You can over tighten them too. 

Torque wrench is the correct way to do it.


----------



## Deco (Nov 14, 2009)

Mark13;926644 said:


> On my Western Unimount I have been going thru cutting edge bolts like they are going out of style. In the past 2 winters I'd break maybe 1 per winter. I've gone thru about a dozen of them so far this year and currently have 5 out of the 8 broke after plowing for 3hrs this morning. I'm using normal carriage bolts (same type of bolts from the first 2 years) and tightening them down with a dewalt 18v impact (about 300ft/lb). Any ideas?


you need NYLOCK NUTS (nuts with plastic so they dont back out )wesport


----------



## cretebaby (Aug 23, 2008)

t.i.b;928474 said:


> ive had nothing but trouble with grade 5's ive snapped atleast 24 this yr. i have 2 fisher dealers near me and the 1 sells grade 5 the other grade 9. i havnt had a problem with the grade 9's yet. i tack the nuts to the bolts also.


I've never heard of grade 9's.


----------



## Deco (Nov 14, 2009)

no one has mentioned ,including him , what type NUTS he is using . 

NYLOCKS are the key ,


----------



## t.i.b (Jan 17, 2009)

nylocks come with the grade 5's the grade 9's are black and instead of having the lines on the head to indicate grade they have 2 circles like a bullseye. the grade 9's come with lock washers and nuts. it never crossed my mind about over tighting. b$b do you have the torque specs?


----------



## dheavychevy38 (Nov 19, 2008)

Steel type lock nuts are the proper ones.


----------



## Deco (Nov 14, 2009)

dheavychevy38;928732 said:


> Steel type lock nuts are the proper ones.


what'd you think i meant , plastic ? :laughing:


----------



## Mark13 (Dec 3, 2006)

Deco;928549 said:


> you need NYLOCK NUTS (nuts with plastic so they dont back out )wesport





Deco;928555 said:


> no one has mentioned ,including him , what type NUTS he is using .
> 
> NYLOCKS are the key ,


So I can't use lock washers and a standard nut?


----------



## B&B (Nov 4, 2006)

Lose the lock washers and hex nuts Mark. Use a crimp nut instead. Technically called a "torque prevailing nut".


----------



## 2COR517 (Oct 23, 2008)

The best ones are the nuts that have a dimple on three of the flats. They work *mulch* better than the nylocks. But lockwashers really should work if you get them tightened properly.


----------



## Mark13 (Dec 3, 2006)

B&B;928763 said:


> Lose the lock washers and hex nuts Mark. Use a crimp nut instead.

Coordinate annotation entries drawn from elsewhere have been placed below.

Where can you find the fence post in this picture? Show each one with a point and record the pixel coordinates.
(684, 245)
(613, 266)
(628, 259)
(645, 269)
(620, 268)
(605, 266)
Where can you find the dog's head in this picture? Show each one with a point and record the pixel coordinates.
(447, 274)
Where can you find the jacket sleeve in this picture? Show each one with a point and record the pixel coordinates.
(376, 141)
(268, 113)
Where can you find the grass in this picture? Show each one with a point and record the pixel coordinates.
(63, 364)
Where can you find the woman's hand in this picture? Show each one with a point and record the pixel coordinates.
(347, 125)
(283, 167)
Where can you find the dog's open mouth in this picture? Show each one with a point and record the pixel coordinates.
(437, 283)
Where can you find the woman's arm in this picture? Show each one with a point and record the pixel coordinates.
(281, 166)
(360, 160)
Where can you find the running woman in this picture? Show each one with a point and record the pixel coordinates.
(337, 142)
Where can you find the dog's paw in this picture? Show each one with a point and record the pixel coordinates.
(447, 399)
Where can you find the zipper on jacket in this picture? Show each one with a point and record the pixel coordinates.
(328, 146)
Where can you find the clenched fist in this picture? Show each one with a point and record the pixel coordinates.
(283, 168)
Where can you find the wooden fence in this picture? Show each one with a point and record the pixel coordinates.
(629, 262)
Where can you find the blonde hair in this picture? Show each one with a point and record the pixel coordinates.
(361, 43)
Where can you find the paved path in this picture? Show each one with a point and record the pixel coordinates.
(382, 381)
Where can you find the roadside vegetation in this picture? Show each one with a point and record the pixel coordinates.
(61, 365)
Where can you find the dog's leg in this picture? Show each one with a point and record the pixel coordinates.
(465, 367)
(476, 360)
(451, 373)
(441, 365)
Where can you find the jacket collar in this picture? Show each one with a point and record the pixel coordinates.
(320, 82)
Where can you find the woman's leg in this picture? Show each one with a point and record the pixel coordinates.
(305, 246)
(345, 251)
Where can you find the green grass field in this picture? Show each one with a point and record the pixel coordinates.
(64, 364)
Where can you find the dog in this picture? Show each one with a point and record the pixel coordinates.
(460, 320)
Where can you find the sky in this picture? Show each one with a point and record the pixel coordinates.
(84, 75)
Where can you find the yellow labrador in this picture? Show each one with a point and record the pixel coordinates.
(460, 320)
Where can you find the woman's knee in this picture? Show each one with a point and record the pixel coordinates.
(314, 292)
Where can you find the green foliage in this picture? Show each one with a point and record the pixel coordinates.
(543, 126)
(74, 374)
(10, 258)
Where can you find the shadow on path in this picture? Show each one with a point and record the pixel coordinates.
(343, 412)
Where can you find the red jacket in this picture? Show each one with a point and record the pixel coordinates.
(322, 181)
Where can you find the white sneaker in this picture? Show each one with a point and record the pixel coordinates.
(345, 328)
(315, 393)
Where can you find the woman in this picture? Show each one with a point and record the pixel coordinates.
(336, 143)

Technically called a "torque prevailing nut".


I'll have to look for some of those, don't think I have ever heard of them before.


----------



## B&B (Nov 4, 2006)

I'll bet you have seen them before you just didn't realize it. Any good fastener shop will have them. Here's what you're looking for..


----------



## Deco (Nov 14, 2009)

BB , nylocks ??


----------



## 2COR517 (Oct 23, 2008)

Mark, the nuts B&B is refering to will probably feel like they are the wrong thread. They are quite tight. They work great.


----------



## B&B (Nov 4, 2006)

Deco;928794 said:


> BB , nylocks ??


Nope, torque prevailing nuts. Two different things. Nylocks are soft.


----------



## Deco (Nov 14, 2009)

B&B;928811 said:


> Nope, torque prevailing nuts. Two different things. Nylocks are soft.


rodger that ....


----------



## dheavychevy38 (Nov 19, 2008)

Thats what I meant when I said steel thank you b&b Mark go to botts they have them and they aren't that bad on the price. Go to the old building talk to gordy and tell him what you are doing he'll get you the right stuff.


----------



## Mark13 (Dec 3, 2006)

dheavychevy38;928830 said:


> Thats what I meant when I said steel thank you b&b Mark go to botts they have them and they aren't that bad on the price. Go to the old building talk to gordy and tell him what you are doing he'll get you the right stuff.


Ya, I'll stop in there tomarrow. I was just there thursday and talked to Pat, had to get some plow pins and stuff. Should have gotten bolts then.

Arn't those torque prevailing nuts like lugnuts B&B? They look quite similar to the ones on atvs.


----------



## B&B (Nov 4, 2006)

Mark13;928845 said:


> Arn't those torque prevailing nuts like lugnuts B&B? They look quite similar to the ones on atvs.


They do look similar but the taper is on the opposite end and not designed to seat into the object you're tightening it against (unlike the wheel on an ATV for example). The tapered side is where the nut is crimped closed in order to create an interference fit with the bolt to hold the torque.


----------



## Mark13 (Dec 3, 2006)

B&B;928893 said:


> They do look similar but the taper is on the opposite end and not designed to seat into the object you're tightening it against (unlike the wheel on an ATV for example). The tapered side is where the nut is crimped closed in order to create an interference fit with the bolt to hold the torque.


Ok, I'll see what I can find tomarrow. Probably will try Fastenal.


----------



## B&B (Nov 4, 2006)

Fastenal will have exactly what you need.  They refer to them as "top lock nuts" and a box of 25 will be around $12.


----------



## plowking15 (Jan 16, 2010)

We've gotten some of our plow bolts,shoe bolts at fastenal. When we install bolts on our cutting edges on trucks,grader, we have one person tightening with an air gun whlie another person is hitting the head of the bolt with a small sledge hammer. plowking


----------